記載する内容や基本的な書き方は次から順に説明します。
※参考:厚生労働省 愛知労働局「失業認定申告書の書き方 」
1.賃金の発生する労働の有無
「賃金の発生する労働の有無」の欄には、「仕事をしたか・していないか」を記載します。失業認定期間中に仕事をして収入を得た場合は、失業認定申告書で申告が必要です。
失業認定期間とは、原則として前回の認定日から今回の認定日の前日までの期間をいいます。ただし、初回の認定日は求職の申し込み日から約1カ月後です。退職日から1カ月後ではありませんので注意しましょう。
失業認定期間中に仕事をした場合は「ア」に〇印を、仕事をしなかった場合は「イ」に〇印をつけます。なお、収入を得ていない自営業の準備やボランティア活動で働いた場合も「ア」に〇印をつけます。
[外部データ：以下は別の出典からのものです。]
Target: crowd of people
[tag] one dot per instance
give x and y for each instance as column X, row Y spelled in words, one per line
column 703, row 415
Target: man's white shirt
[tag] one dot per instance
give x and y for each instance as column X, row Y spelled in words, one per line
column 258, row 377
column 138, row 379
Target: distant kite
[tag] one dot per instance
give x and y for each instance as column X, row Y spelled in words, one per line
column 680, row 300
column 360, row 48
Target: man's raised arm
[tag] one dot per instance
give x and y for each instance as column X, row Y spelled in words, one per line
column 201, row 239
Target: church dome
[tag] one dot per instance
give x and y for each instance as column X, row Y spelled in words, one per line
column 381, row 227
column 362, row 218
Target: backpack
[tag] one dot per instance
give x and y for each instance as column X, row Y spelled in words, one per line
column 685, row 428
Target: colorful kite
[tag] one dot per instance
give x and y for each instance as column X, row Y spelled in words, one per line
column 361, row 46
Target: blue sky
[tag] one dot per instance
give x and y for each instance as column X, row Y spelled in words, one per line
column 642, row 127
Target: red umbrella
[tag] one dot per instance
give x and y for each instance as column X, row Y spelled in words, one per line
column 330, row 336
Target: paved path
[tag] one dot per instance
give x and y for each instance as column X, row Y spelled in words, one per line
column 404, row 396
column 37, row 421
もし、失業期間中に仕事をした場合(「ア」に〇印をした場合)は、1日4時間以上働いた日に〇印を、4時間未満で働いた日には×印を右のカレンダーにつけましょう。
内職や手伝い、自営業の準備やボランティア活動など収入を得ない場合でも「働いた日」として申告が必要です。
なお、1日の労働時間が4時間以上であっても、1日の収入額が「賃金日額の最低額未満(2024年4月現在は2,746円)」だった場合は、×印をつけなければならないので注意しましょう。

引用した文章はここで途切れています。